Each one of these as myths to debunk can and should and probably will get their own future post.


3. Thinking less is actually what improves performance.


Studies have shown that athletes who are focused less on their own thinking and more on the target perform better. (2, 3, 4) But if trying to control your thinking and trying to think less just adds more and more layers of thinking on top of your thinking, which cranks up the volume of mental chatter rather than down and therefore makes you perform worse, what should we do instead?


The scientific evidence shows that acceptance of thoughts reduces thinking and focuses us on the present effectively, which is how athletes perform their best.


So ok, accept your thoughts. What does that even mean?


This means that when you have a thought, you notice it, but you don't make a judgement about it. The thoughts, feelings, and emotions you have aren't good, bad, right, wrong, helpful or unhelpful. They're just thoughts, feelings, and emotions.
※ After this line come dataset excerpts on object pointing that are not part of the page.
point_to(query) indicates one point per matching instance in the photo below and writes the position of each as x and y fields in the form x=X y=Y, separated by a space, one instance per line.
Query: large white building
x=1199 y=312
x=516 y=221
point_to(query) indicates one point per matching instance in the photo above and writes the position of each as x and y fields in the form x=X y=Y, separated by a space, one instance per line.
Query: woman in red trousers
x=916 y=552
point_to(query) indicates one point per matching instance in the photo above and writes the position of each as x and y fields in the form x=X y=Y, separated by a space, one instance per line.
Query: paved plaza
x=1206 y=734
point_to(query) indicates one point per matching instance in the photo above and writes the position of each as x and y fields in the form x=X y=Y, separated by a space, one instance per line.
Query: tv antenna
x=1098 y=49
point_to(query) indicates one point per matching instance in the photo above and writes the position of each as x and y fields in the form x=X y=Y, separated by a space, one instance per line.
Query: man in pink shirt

You bring a non-judging, non-evaluative attention to your present realities. So when you have the thought "I’m really ruining this good start." you recognize that thought as just a sentence in your mind. Your brain is capable of coming up with all kinds of things, and this is just another one. So instead of saying "You know what brain? You're probably right. I probably have ruined this good start." you say "Ok that's just a thought and has no bearing on my present reality. Nothing I'm doing right now has anything to do with how I started, and vice versa. So now, what do I need to do right now to get this ball to my target?"


So you notice the thought you have, let it go without judgement, and return to the present.


Try this the next time you play. Not as a magic pill to make you shoot lower scores immediately. But as a better way--a scientifically proven way--to relate to your own thinking. Instead of trying the same old advice you've heard in the same old mental game books, take it from researchers in psychology that acceptance of thoughts is better than trying to control your thoughts.


References:

(1) Gardner, F., & Moore, Z. (2007) The Psychology of Enhancing Human Performance (Kindle Edition). Springer.

(2) Barlow, D. H. (2002). Anxiety and its disorders: The nature and treatment of anxiety and panic (2nd ed.). New York: Guilford Press.

(3) Gardner, F. L., & Moore, Z. E. (2004). A Mindfulness-Acceptance-Commitment based approach to performance enhancement: Theoretical considerations. Behavior Therapy, 35, 707–723.

(4) Harvey, A., Watkins, E., Mansell, W., & Shafran, R. (2004). Cognitive behavioural processes across psychological disorders: A transdiagnostic approach to research and treatment. New York: Oxford University Press.